The fact that Nigel Tern owned a lot of property stayed with her. How many tenants, she wondered, had often threatened to do away with him. Still, that was Doherty’s remit. In the meantime Caspar seemed the man to ask about the tailoring business.
‘How long since Nigel Tern took over the business?’ she asked.
‘I can’t be totally accurate, but I think it is about two years. Mr Tern Senior had a stroke I believe and is virtually bed ridden. I don’t know where he lives and what his other circumstances are. We didn’t move in the same circles.’
‘You didn’t socialise with him.’
‘I don’t think Mr Tern socialised. Arnold Tern was a very private man. In fact the only time we ever met was in the shop.’
‘And his son?’
‘I met him with regard to furnishing me with a new evening suit. He asked how I felt about off the peg. I told him I had no feeling for off the peg except for that I wouldn’t be seen dead in it!’
She closed the connection after first promising Caspar that she would get back to him when anything substantial developed, i.e. the arrest of the perpetrator.
‘Back to work,’ she muttered as she slid the phone into her bag whilst getting a firmer grip on the corsets she was carrying beneath her arm.

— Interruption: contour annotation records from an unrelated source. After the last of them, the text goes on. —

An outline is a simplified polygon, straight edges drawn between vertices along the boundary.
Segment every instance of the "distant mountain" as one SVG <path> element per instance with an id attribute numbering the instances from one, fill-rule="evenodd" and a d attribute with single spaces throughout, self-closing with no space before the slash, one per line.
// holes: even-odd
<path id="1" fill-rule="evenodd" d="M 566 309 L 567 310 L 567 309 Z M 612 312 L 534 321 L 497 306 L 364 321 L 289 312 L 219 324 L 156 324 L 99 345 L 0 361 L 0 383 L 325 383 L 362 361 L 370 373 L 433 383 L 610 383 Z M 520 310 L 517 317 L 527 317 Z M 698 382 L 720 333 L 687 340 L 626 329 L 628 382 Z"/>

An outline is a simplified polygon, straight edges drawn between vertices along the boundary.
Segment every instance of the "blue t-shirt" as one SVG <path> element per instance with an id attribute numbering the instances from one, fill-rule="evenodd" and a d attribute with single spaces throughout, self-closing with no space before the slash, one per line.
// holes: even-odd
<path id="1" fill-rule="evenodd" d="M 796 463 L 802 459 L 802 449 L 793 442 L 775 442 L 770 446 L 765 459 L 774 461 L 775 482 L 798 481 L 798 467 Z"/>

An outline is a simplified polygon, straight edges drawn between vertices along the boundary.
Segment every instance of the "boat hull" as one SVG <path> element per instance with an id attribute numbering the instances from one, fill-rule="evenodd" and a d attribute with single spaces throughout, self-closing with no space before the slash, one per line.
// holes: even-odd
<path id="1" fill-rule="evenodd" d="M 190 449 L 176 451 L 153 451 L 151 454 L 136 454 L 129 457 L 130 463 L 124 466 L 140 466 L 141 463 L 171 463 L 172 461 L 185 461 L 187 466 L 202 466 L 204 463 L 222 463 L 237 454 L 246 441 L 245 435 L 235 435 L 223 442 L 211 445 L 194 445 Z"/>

She took another in depth look at the edifice of the building she owned, relishing the balance it gave her between the solid and the sordid. If she’d been able to take another look at the shop window display at Pauling and Tern, she would have done. But that would no longer be possible. The whole area outside the shop would be cordoned off with police and fluttering incident tape. She hadn’t known Nigel Tern but couldn’t put his shop out of her head, especially that highwayman who had appealed to the dramatic side of her nature.